Java VM Address Space

R

Roedy Green

Since the codes for VM are like ordinary machine codes, do they lay in the
same Address Space for all loaded classes?
Is that address space a chunk of segmented memory with size of 4Gb? Or that
code lies in address space of Virtual Machine in form of instantinated
objects of VM itself?

The virtual machine is quite unlike an Intel machine. Addressing
within a method is relative to start of the method. Addressing within
an object is my field name. Addressing on the stack is by stack slot
relative to the current invocation, not letting you peek at the
caller's stack. References are black boxes designed to fetch an
object. You can't do arithmetic on them.

There is great flexibility in how the JVM actually works. It can even
use 64 bit references if it wants.
 
A

a

Hello Everybody.
I heard that Security is not covered completely in Java resources available
from Sun Microsystems'.
I'm trying to understand then, several things related to internals of Java
VM.
Since the codes for VM are like ordinary machine codes, do they lay in the
same Address Space for all loaded classes?
Is that address space a chunk of segmented memory with size of 4Gb? Or that
code lies in address space of Virtual Machine in form of instantinated
objects of VM itself?
Actually how many kinds of bindings(linking) exist?
Late binding, compile-time binding, and dynamic are they all presented in
Java?

Jack.
 
R

Roedy Green

Finally the
class is a not compiled code at all.
The class seems to be, and it is, the same source file, but without human
readable crap.

It is not Pentium native machine code. It is machine code for the Java
Virtual machine. It is the native machine code for PicoJava chips. See
http://mindprod.com/jgloss/picojava.html

It is not source with the comments removed, even though much of it is
intelligible to hex viewer. See http://mindprod.com/jasm.html

Try using Javah -c to disassemble some class files. You will see the
byte code resembles FORTH, a postfix, stack-based language.

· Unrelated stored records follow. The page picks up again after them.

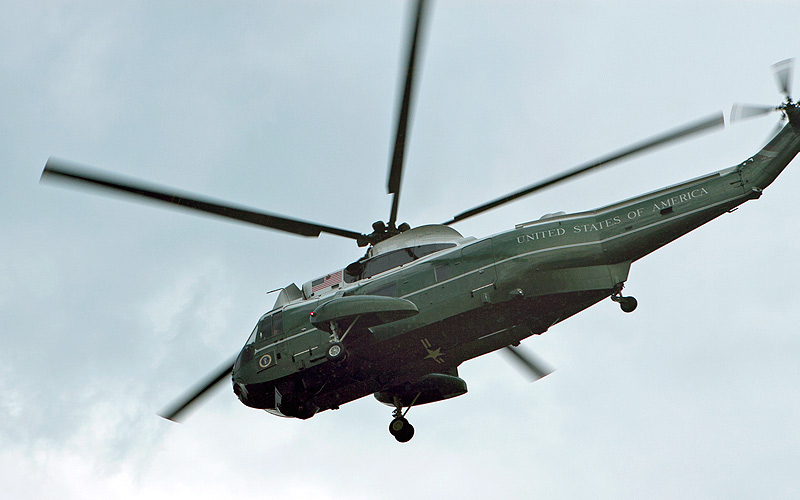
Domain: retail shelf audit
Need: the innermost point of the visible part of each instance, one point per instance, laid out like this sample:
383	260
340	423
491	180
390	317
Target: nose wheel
399	426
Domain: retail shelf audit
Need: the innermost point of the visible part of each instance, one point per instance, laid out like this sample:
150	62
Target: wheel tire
397	425
336	352
406	434
628	304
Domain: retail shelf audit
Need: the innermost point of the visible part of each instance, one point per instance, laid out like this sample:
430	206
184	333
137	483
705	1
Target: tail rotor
783	72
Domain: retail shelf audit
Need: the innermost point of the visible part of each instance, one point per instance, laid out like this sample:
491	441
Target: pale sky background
111	309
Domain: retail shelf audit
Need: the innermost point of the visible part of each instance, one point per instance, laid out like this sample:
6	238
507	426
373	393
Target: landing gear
627	304
336	352
399	426
401	429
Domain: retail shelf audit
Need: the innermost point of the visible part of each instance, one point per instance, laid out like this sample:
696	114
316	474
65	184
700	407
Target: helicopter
398	321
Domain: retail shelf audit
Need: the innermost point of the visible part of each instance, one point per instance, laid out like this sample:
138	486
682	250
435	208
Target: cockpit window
397	258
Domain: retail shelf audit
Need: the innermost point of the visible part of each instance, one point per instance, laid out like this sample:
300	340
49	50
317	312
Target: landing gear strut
399	427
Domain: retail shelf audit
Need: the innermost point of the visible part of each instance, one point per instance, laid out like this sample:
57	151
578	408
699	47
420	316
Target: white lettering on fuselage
597	226
678	199
540	235
613	220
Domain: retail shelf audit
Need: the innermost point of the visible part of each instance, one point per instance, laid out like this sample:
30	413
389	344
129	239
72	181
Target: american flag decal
326	282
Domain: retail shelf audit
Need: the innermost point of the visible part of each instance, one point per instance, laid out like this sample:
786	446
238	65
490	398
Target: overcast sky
110	309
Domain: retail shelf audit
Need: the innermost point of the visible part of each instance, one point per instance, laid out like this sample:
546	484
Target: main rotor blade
197	392
57	170
714	121
529	362
398	156
783	75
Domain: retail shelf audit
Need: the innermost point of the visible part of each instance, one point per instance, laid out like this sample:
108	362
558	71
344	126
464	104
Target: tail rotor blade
741	111
783	75
529	363
199	391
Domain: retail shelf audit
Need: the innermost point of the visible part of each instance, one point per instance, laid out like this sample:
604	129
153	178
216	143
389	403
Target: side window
265	328
442	272
277	324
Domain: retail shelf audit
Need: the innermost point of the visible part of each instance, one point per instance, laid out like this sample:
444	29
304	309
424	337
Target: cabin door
477	261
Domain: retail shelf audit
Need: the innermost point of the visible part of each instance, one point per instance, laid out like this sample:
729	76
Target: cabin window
277	324
252	338
269	326
397	258
389	290
442	272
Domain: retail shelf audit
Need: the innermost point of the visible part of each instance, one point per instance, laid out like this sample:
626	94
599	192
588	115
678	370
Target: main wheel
336	352
406	434
401	430
397	425
628	304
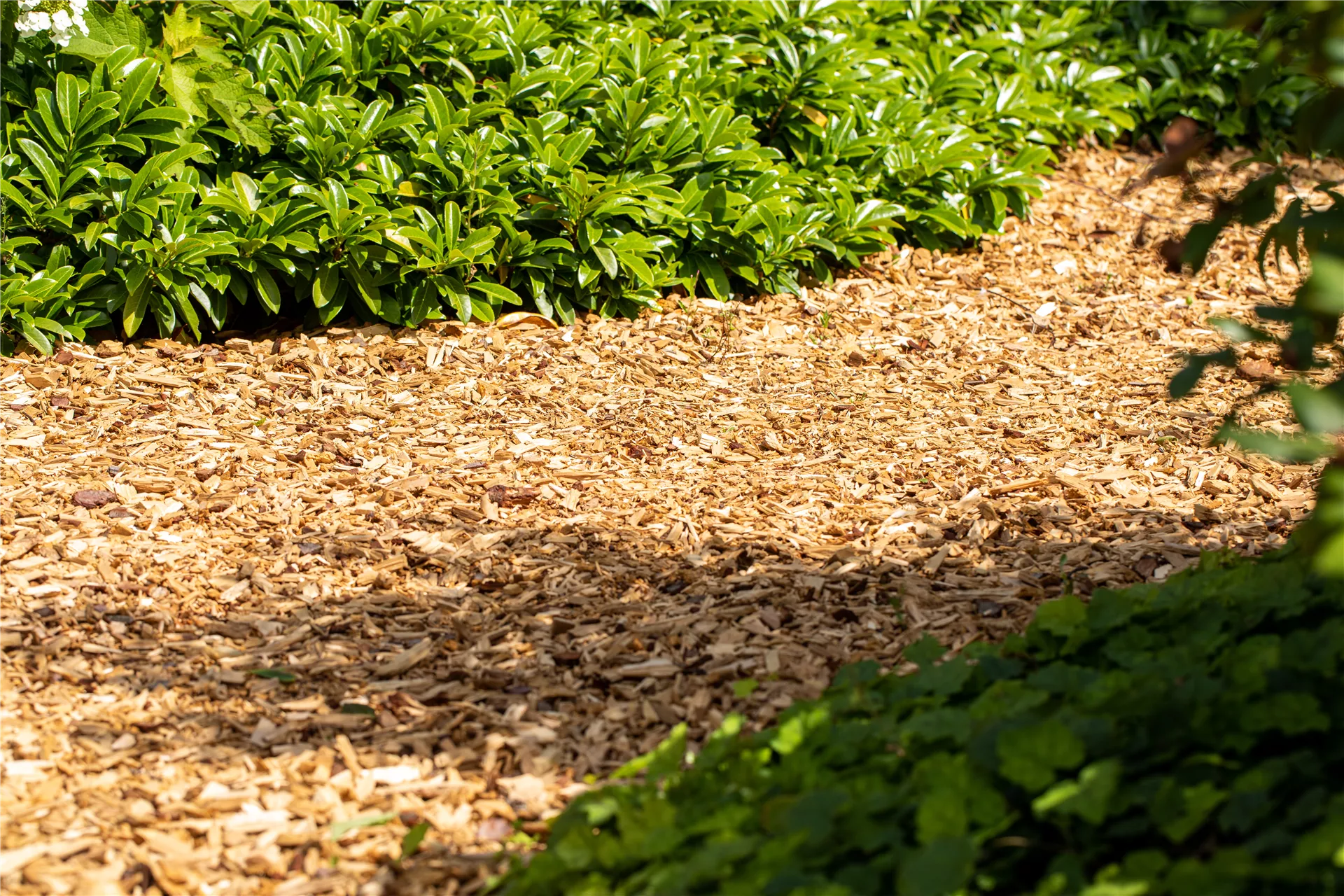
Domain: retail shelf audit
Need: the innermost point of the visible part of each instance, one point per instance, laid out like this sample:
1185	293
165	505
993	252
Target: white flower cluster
58	16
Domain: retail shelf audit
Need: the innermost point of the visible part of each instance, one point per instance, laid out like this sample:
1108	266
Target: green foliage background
406	162
1179	739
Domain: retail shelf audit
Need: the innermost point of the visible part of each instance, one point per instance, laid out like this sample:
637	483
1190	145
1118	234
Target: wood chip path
479	566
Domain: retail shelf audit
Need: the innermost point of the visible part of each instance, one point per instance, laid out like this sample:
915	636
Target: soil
260	590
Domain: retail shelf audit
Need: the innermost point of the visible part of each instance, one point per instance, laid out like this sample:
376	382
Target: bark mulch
258	590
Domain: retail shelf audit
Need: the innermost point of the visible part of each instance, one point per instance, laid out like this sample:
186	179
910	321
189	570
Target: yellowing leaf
815	115
518	318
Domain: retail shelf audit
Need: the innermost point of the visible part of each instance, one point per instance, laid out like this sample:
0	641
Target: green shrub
1183	64
1179	738
405	162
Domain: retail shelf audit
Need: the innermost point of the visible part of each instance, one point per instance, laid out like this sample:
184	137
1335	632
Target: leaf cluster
188	163
1171	739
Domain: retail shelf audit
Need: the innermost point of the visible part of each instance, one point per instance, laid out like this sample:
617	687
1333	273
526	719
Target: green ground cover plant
1183	59
1170	739
185	163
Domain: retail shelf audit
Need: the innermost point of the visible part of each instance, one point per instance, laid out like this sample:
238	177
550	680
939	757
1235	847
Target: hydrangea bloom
58	16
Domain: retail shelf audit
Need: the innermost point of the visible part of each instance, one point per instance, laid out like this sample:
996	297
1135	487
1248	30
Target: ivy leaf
413	839
1031	755
940	868
342	828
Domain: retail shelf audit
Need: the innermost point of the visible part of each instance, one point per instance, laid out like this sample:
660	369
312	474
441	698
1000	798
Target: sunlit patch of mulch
260	589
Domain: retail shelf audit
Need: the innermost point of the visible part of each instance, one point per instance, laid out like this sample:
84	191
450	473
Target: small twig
1123	204
1035	321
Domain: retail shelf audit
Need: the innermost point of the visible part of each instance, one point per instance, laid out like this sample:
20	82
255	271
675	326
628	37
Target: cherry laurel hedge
1180	739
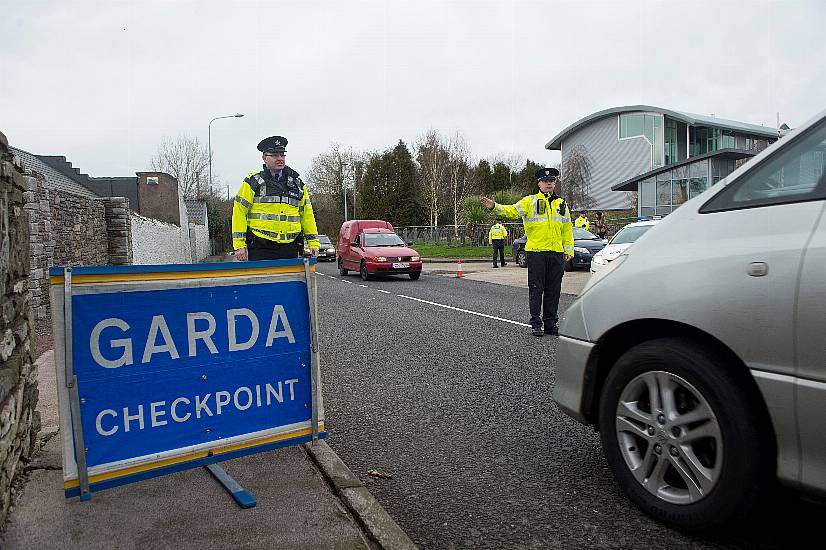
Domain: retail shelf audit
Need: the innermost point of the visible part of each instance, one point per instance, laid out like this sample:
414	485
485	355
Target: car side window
794	174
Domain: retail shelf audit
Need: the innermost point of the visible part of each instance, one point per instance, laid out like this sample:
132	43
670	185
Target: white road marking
464	310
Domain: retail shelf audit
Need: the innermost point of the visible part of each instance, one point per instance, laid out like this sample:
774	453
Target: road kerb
373	518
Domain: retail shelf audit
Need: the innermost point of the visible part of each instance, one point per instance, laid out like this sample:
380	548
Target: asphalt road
457	408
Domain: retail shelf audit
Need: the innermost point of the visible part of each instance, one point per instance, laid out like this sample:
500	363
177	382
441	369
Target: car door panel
811	359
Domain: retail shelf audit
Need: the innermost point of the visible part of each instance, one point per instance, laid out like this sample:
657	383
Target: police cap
547	174
273	144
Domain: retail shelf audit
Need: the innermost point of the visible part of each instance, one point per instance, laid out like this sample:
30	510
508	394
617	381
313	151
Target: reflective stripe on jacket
272	213
547	222
497	231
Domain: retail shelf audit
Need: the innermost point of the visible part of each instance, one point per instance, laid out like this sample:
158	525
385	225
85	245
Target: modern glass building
628	146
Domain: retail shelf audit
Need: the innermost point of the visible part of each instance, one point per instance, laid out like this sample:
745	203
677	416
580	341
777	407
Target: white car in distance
620	242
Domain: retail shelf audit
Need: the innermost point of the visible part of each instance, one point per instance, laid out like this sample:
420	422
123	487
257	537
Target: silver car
700	353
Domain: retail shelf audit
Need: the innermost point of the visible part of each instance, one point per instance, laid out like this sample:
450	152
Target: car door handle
758	269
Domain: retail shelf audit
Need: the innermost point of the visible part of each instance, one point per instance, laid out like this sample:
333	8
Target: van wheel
682	435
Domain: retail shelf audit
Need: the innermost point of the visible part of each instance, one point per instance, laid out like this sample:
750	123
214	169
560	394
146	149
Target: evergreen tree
388	188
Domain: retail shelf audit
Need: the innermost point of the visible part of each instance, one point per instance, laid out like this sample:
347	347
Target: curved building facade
624	143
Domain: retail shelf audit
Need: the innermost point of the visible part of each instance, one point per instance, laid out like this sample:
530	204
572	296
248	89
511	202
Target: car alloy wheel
684	433
669	437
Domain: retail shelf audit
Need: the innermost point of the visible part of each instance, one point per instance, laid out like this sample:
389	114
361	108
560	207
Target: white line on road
463	310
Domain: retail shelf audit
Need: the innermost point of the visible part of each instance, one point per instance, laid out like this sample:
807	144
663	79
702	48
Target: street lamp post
209	146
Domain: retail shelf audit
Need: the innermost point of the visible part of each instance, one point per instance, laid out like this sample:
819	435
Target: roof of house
58	178
729	154
688	118
196	211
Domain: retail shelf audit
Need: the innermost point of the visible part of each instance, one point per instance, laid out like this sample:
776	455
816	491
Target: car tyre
683	436
522	259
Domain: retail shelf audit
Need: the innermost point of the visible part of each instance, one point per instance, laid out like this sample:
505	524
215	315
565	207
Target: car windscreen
630	234
382	239
580	233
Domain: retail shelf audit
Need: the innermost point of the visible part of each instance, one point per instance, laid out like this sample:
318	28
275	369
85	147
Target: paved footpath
307	498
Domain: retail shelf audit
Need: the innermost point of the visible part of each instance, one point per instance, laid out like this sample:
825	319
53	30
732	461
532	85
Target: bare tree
576	179
331	175
433	160
459	156
186	160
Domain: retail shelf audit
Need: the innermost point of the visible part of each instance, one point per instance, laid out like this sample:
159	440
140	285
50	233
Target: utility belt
254	241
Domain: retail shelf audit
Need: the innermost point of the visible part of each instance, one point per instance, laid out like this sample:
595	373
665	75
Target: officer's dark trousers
545	271
263	249
499	246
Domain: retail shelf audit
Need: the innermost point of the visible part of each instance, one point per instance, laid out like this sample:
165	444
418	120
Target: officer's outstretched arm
240	209
308	225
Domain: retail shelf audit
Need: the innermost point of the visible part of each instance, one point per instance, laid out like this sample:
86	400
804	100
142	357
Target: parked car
372	247
586	244
698	353
620	242
326	252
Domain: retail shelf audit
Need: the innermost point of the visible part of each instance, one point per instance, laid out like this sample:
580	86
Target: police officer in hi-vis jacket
550	243
273	209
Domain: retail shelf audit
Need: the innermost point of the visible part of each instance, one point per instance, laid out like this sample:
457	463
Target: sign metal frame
79	478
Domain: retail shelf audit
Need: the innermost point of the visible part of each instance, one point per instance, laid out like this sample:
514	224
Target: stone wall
157	242
19	422
119	230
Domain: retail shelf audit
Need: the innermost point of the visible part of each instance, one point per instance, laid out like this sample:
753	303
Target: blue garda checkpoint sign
165	368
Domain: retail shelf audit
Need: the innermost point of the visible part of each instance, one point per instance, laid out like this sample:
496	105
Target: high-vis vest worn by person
547	222
497	231
278	211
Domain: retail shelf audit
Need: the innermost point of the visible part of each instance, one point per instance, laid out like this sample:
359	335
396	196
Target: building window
670	141
679	191
727	140
650	127
696	186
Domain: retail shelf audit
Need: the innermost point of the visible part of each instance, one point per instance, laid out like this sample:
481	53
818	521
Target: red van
372	247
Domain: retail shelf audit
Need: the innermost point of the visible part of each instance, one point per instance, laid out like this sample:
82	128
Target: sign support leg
311	303
241	495
71	385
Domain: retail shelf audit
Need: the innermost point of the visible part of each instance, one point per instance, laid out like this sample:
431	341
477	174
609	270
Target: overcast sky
104	82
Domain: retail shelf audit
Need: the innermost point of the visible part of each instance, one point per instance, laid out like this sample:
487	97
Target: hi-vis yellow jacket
547	222
277	211
497	231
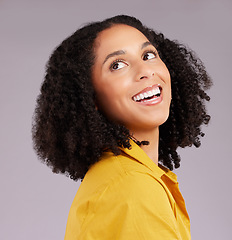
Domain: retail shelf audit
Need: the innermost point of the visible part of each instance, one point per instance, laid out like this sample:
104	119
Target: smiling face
132	83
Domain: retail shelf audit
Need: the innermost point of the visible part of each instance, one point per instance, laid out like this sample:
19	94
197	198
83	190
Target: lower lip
151	102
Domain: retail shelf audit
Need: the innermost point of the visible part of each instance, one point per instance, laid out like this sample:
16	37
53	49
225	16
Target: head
87	91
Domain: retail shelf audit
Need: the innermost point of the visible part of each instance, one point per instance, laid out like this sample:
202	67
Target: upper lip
150	88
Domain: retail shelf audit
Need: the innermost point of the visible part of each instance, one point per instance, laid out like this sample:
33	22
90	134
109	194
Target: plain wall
34	202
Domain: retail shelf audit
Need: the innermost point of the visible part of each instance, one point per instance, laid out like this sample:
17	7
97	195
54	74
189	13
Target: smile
148	94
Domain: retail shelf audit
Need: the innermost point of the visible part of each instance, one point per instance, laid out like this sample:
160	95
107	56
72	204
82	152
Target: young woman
117	101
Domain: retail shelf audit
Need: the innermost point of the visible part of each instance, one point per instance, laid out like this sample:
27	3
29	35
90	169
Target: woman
118	99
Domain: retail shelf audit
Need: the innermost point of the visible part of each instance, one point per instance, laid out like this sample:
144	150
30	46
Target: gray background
34	203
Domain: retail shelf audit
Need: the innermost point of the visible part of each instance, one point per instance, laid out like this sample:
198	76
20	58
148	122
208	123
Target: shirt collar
137	153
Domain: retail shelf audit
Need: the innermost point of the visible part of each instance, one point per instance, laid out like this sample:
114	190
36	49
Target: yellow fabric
128	197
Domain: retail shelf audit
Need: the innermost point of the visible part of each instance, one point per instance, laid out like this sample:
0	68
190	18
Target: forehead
118	37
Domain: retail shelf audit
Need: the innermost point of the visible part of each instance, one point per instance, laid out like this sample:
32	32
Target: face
132	83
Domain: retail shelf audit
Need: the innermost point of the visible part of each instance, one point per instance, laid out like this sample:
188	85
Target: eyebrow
121	52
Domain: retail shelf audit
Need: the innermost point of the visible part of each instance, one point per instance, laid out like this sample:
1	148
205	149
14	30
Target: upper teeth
147	94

see http://mindprod.com/jgloss/disassembler.html
 
R

Roedy Green

While looking into hex view of class file i found the limitations of 16bit
(pools entries) and 32bit of length

There are a number of limits in the class file format which are not in
the running JVM itself. For example inside the JVM you can have 64
bit references. The class file is the same. The size of the compiled
native code is not limited to 64K for a method. Inside the JVM, you
can have all the strings that will fit in the address space.
 
C

Chris Smith

Jack said:
Finally the class is a not compiled code at all.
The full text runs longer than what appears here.